In frame 55 we are analyzing relation 1249 (pg_attribute):

(gdb) f 55
#55 0x00005583c60ed155 in analyze_rel (relid=<optimized out>,
relation=0x5583e8ef9fa0, params=params@entry=0x5583e8e9bda4,
va_cols=0x0,
    in_outer_xact=<optimized out>, bstrategy=<optimized out>) at analyze.c:262
262                     do_analyze_rel(onerel, params, va_cols, acquirefunc,
(gdb) p *relation
$1 = {type = T_RangeVar, catalogname = 0x0, schemaname =
0x5583e8ef3308 "pg_catalog", relname = 0x5583e8ef32e0 "pg_attribute",
inh = true,
  relpersistence = 112 'p', alias = 0x0, location = -1}
(gdb) p *onerel
$2 = {rd_node = {spcNode = 1663, dbNode = 5, relNode = 1249}, rd_smgr
= 0x5583e8eb98c0, rd_refcnt = 2, rd_backend = -1,
  rd_islocaltemp = false, rd_isnailed = true, rd_isvalid = true,
rd_indexvalid = true, rd_statvalid = false, rd_createSubid = 0,
  rd_newRelfilenodeSubid = 0, rd_firstRelfilenodeSubid = 0,
rd_droppedSubid = 0, rd_rel = 0x7fa774102d38, rd_att = 0x7fa774102e50,
  rd_id = 1249, rd_lockInfo = {lockRelId = {relId = 1249, dbId = 5}},
rd_rules = 0x0, rd_rulescxt = 0x0, trigdesc = 0x0, rd_rsdesc = 0x0,
  rd_fkeylist = 0x0, rd_fkeyvalid = false, rd_partkey = 0x0,
rd_partkeycxt = 0x0, rd_partdesc = 0x0, rd_pdcxt = 0x0,
  rd_partdesc_nodetached = 0x0, rd_pddcxt = 0x0,
rd_partdesc_nodetached_xmin = 0, rd_partcheck = 0x0, rd_partcheckvalid
= false,
  rd_partcheckcxt = 0x0, rd_indexlist = 0x7fa774120298, rd_pkindex =
2659, rd_replidindex = 0, rd_statlist = 0x0, rd_indexattr = 0x0,
  rd_keyattr = 0x0, rd_pkattr = 0x0, rd_idattr = 0x0, rd_pubdesc =
0x0, rd_options = 0x0, rd_amhandler = 3,
  rd_tableam = 0x5583c6b0bf00 <heapam_methods>, rd_index = 0x0,
rd_indextuple = 0x0, rd_indexcxt = 0x0, rd_indam = 0x0, rd_opfamily =
0x0,
  rd_opcintype = 0x0, rd_support = 0x0, rd_supportinfo = 0x0,
rd_indoption = 0x0, rd_indexprs = 0x0, rd_indpred = 0x0, rd_exclops =
0x0,
  rd_exclprocs = 0x0, rd_exclstrats = 0x0, rd_indcollation = 0x0,
rd_opcoptions = 0x0, rd_amcache = 0x0, rd_fdwroutine = 0x0,
  rd_toastoid = 0, pgstat_enabled = true, pgstat_info = 0x5583e8eb0090}

It makes sense that pg_attribute would experience a lot of churn,
since we just add & drop tables.

We call vac_update_relstats, which does an in-place update to pg_class
(frame 53).

Within vac_update_relstats, we call system_inplace_update_begin, which
LWLocks the buffer we want to update. That's the first part of the
self-deadlock. But it's no problem yet. We proceed in
vac_update_relstats to sys_inplace_update_finish. . . .

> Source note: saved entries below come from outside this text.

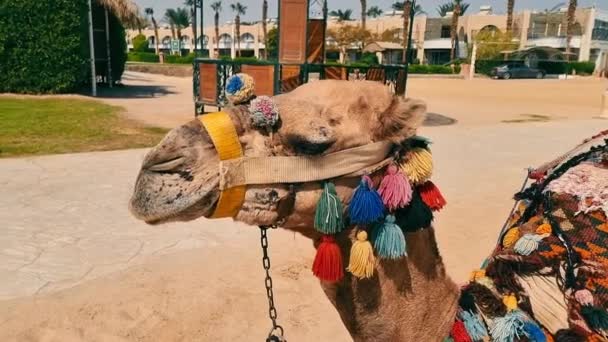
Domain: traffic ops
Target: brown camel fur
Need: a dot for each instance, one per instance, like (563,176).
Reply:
(411,299)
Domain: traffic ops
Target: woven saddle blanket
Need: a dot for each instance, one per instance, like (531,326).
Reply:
(547,279)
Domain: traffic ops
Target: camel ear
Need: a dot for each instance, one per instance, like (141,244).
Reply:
(401,119)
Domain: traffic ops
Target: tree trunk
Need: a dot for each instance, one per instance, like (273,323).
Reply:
(570,28)
(363,13)
(510,6)
(264,27)
(237,23)
(407,12)
(156,42)
(454,31)
(217,33)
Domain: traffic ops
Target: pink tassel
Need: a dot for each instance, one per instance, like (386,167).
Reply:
(432,196)
(395,189)
(584,297)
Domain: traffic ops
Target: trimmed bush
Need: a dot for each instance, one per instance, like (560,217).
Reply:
(148,57)
(582,68)
(42,46)
(429,69)
(140,43)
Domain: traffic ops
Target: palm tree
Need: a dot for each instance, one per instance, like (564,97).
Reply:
(342,15)
(407,13)
(363,13)
(570,28)
(239,9)
(178,19)
(454,28)
(510,6)
(374,12)
(451,7)
(217,8)
(399,5)
(191,4)
(150,13)
(264,26)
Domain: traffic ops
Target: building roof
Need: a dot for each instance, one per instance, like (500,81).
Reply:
(126,10)
(382,46)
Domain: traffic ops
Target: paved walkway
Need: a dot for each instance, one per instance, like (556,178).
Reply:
(155,100)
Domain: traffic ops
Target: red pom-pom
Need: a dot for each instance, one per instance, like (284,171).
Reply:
(459,332)
(431,196)
(328,261)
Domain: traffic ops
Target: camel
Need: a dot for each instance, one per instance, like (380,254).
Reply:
(409,298)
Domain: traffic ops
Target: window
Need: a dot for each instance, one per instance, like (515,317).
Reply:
(600,30)
(446,31)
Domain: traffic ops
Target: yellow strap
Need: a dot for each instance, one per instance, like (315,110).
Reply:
(226,141)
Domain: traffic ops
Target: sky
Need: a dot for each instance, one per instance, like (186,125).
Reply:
(254,7)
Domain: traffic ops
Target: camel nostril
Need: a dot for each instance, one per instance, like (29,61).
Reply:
(166,165)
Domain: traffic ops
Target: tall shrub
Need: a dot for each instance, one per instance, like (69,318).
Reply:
(42,45)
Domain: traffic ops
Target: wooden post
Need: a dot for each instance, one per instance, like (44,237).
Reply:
(108,48)
(92,52)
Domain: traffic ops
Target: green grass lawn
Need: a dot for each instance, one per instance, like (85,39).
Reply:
(45,126)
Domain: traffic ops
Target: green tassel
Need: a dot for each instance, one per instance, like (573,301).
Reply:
(328,217)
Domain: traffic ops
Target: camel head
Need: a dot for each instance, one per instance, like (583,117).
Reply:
(180,181)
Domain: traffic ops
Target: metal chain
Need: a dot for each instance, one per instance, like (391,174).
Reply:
(276,331)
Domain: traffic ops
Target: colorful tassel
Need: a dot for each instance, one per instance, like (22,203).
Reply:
(527,244)
(366,206)
(395,189)
(389,240)
(361,263)
(534,332)
(510,301)
(432,196)
(474,325)
(509,327)
(511,237)
(595,316)
(459,332)
(328,261)
(584,297)
(544,228)
(417,215)
(467,301)
(328,216)
(418,166)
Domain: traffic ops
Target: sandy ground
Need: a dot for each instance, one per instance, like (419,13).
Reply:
(74,266)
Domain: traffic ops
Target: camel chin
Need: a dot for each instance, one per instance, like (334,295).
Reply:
(179,179)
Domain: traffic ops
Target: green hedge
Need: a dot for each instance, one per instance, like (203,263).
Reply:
(42,46)
(429,69)
(148,57)
(582,68)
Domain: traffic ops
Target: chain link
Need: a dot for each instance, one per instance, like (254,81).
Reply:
(276,332)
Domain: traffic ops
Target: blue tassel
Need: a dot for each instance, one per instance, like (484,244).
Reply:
(534,332)
(389,241)
(366,206)
(476,329)
(509,328)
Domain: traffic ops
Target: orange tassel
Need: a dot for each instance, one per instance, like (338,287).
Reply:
(328,261)
(431,196)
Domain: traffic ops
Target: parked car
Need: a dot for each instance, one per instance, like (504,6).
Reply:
(508,71)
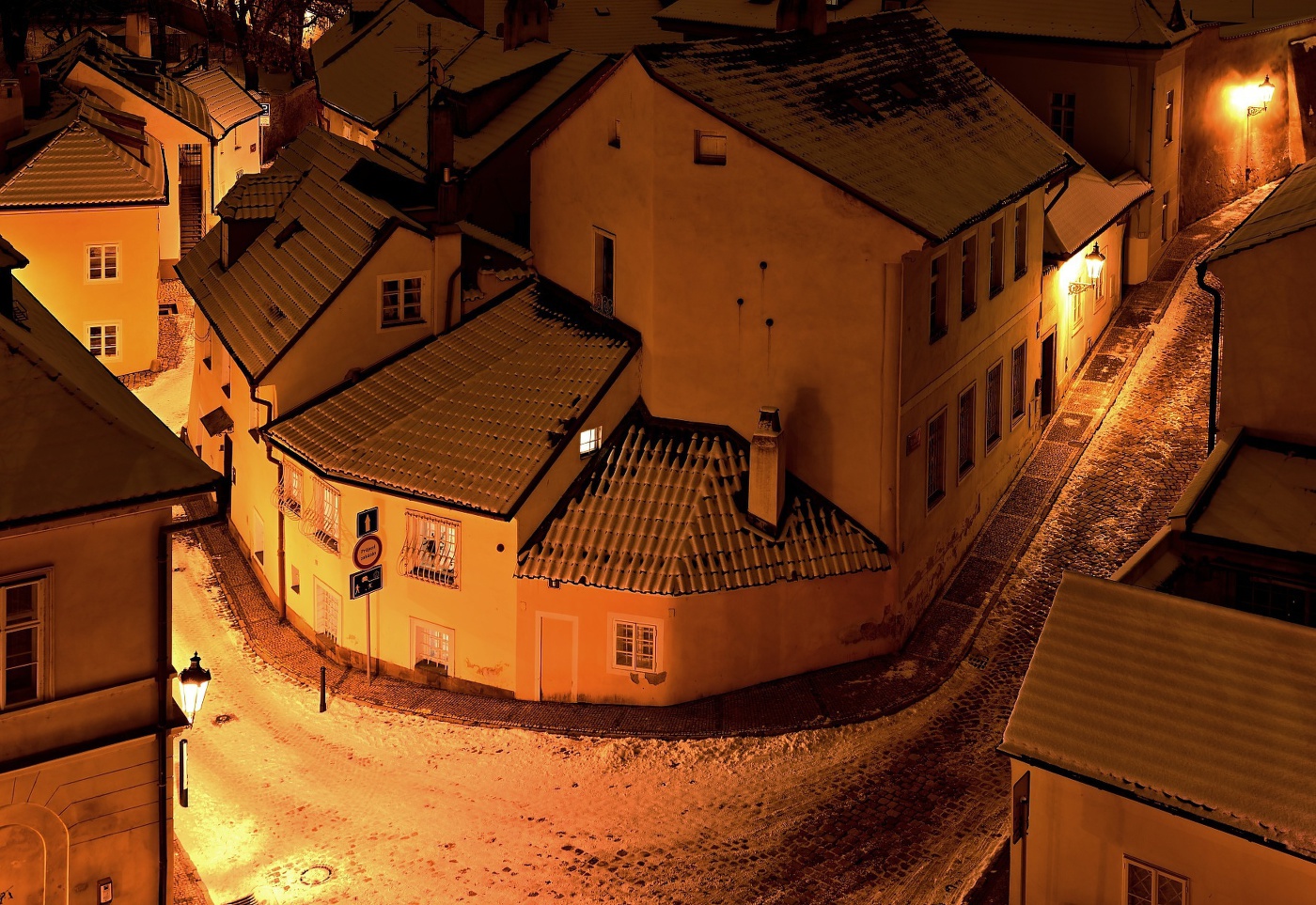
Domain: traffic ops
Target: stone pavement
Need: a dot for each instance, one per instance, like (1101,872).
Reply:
(945,635)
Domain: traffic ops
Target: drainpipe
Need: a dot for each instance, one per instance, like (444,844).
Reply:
(1214,354)
(164,665)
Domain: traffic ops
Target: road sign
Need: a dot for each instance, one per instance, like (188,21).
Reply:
(368,521)
(368,582)
(368,552)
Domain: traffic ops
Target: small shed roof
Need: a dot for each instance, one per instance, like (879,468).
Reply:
(885,108)
(1198,710)
(471,417)
(76,440)
(662,510)
(1289,210)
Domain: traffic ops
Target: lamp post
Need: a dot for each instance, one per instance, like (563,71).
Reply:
(1263,92)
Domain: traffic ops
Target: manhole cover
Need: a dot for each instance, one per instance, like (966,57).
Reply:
(315,875)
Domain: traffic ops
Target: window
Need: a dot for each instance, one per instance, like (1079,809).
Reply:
(634,646)
(604,263)
(589,440)
(431,648)
(22,608)
(1148,885)
(967,276)
(320,516)
(326,612)
(430,553)
(1017,374)
(996,253)
(290,490)
(710,148)
(967,412)
(937,298)
(991,414)
(102,262)
(102,339)
(1022,240)
(400,300)
(1062,116)
(936,458)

That sends an inplace invalidation message for the pg_class tuple
(frame 50). So we need to replace the tuple in the pg_class catcache.
But before we do that, we make sure the catcache is initialized (frame
47):

    /* Just in case cache hasn't finished initialization yet... */
    if (ccp->cc_tupdesc == NULL)
        CatalogCacheInitializeCache(ccp);

That locks pg_class with AccessShareLock, which looks for pending
invalidation messages (frame 43).

It finds one invalidating the relcache for pg_class:

(gdb) f 41
#41 0x00005583c67714fe in LocalExecuteInvalidationMessage
(msg=0x7ffebf644a40) at inval.c:666
666
RelationCacheInvalidateEntry(msg->rc.relId);
(gdb) p *msg
$9 = {id = -2 '\376', cc = {id = -2 '\376', dbId = 5, hashValue =
1259}, cat = {id = -2 '\376', dbId = 5, catId = 1259}, rc = {
    id = -2 '\376', dbId = 5, relId = 1259}, sm = {id = -2 '\376',
backend_hi = -47 '\321', backend_lo = 59642, rnode = {spcNode = 5,
      dbNode = 1259, relNode = 32679}}, rm = {id = -2 '\376', dbId =
5}, sn = {id = -2 '\376', dbId = 5, relId = 1259}}

(Btw where did this message come from?)

So we have to rebuild the relcache for pg_class. Obviously we need to
look up its entry in (heh) pg_class (frame 37). So we open that table
with an AccessShareLock, which looks for pending invalidation messages
(frame 32). We find one telling us to invalidate 2662
(pg_class_oid_index):

(gdb) f 30
#30 0x00005583c67714fe in LocalExecuteInvalidationMessage
(msg=0x7ffebf644640) at inval.c:666
666
RelationCacheInvalidateEntry(msg->rc.relId);
(gdb) p *msg
$12 = {id = -2 '\376', cc = {id = -2 '\376', dbId = 5, hashValue =
2662}, cat = {id = -2 '\376', dbId = 5, catId = 2662}, rc = {
    id = -2 '\376', dbId = 5, relId = 2662}, sm = {id = -2 '\376',
backend_hi = -47 '\321', backend_lo = 59642, rnode = {spcNode = 5,
      dbNode = 2662, relNode = 32679}}, rm = {id = -2 '\376', dbId =
5}, sn = {id = -2 '\376', dbId = 5, relId = 2662}}

I guess that is coming from the add & drop table commands.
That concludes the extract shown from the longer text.